Respectfully, Your Excellency’s obedient servants, –
SIDNEY HOWARD GAY, For Tribune.
ERASTUS BROOKS, New York Express.
FREDERICK HUDSON, For JAS. G. BENNETT, New York Herald.
M. S. BEACH, New York Sun.
A few days later, the Jamestown [NY] Journal printed an article about the bogus proclamation and included the instigator’s name and motivation:
In the morning edition of the New York World and Journal of Commerce of Wednesday the 18th, there appeared a proclamation purporting to be from President Lincoln, setting apart a day for National humiliation and fasting, and ordering a draft for 400,000 men.
It was discovered to be a hoax early that morning and the proprietors of the two papers publishing it were arrested and their papers suppressed under order from the President, also the managers of the “Independent Telegraph Co.” over whose lines it was said to have been sent.
It appears that a copy of the Proclamation was sent to every paper in the city, nearly all of whom were “sold” by it to some extent, the Herald having it in a portion of its edition which was destroyed by the proprietors.
It was a confused and awkward document and the Times of Saturday says that a single glance satisfied them that it was a fraud.
Large rewards for the detection of the guilty ones were offered by the World, Journal of Commerce, Associated Press, and by subscription, and on Friday, two days after its first appearance, J. Howard, Jr., of the Brooklyn Eagle was arrested, and confessed that he was the originator of the swindle.

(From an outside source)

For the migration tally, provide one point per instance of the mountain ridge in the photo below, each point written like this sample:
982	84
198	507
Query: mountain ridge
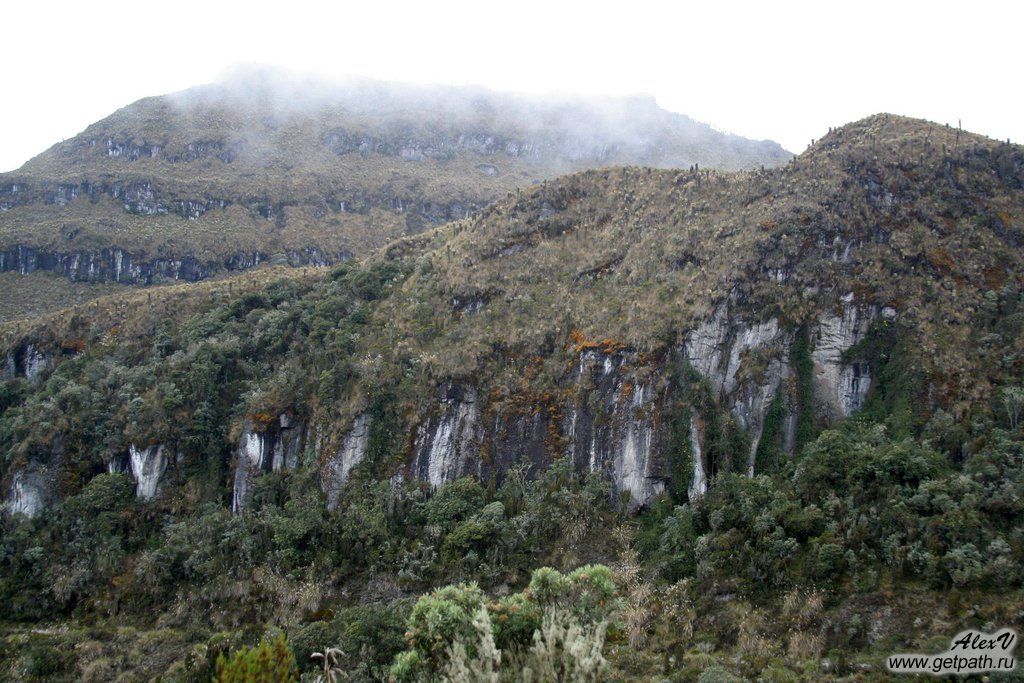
248	169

He states that he did it for the purpose of affecting the Gold and Stock markets, and had no idea that it would produce more important or serious results.
He was sent to Fort Lafayette, and will doubtless meet with summary punishment from the hands of the government.
While we admit that it is a very suspicious fact that of all the papers to whom this document was sent, the only ones who printed and circulated it were the most disloyal, coppery sheets in the city, yet we cannot endorse the President’s course in the premises.
It certainly looks as though Old Abe had, for once, been too fast —though the past course of these papers would full justify him in suspecting them of complicity with the originators of this nefarious document —or anything else that was traitorous or devilish.
We await further developments.
On Monday the publication of the World and Journal of Commerce was resumed, though the Telegraph Co. is still in the hands of the Government officers.
It is useless to add that the Administration is being most heartily abused by these organs of treason.
The Lincoln One Cent Coin shows beside the Brady photograph of the President, circa 1864.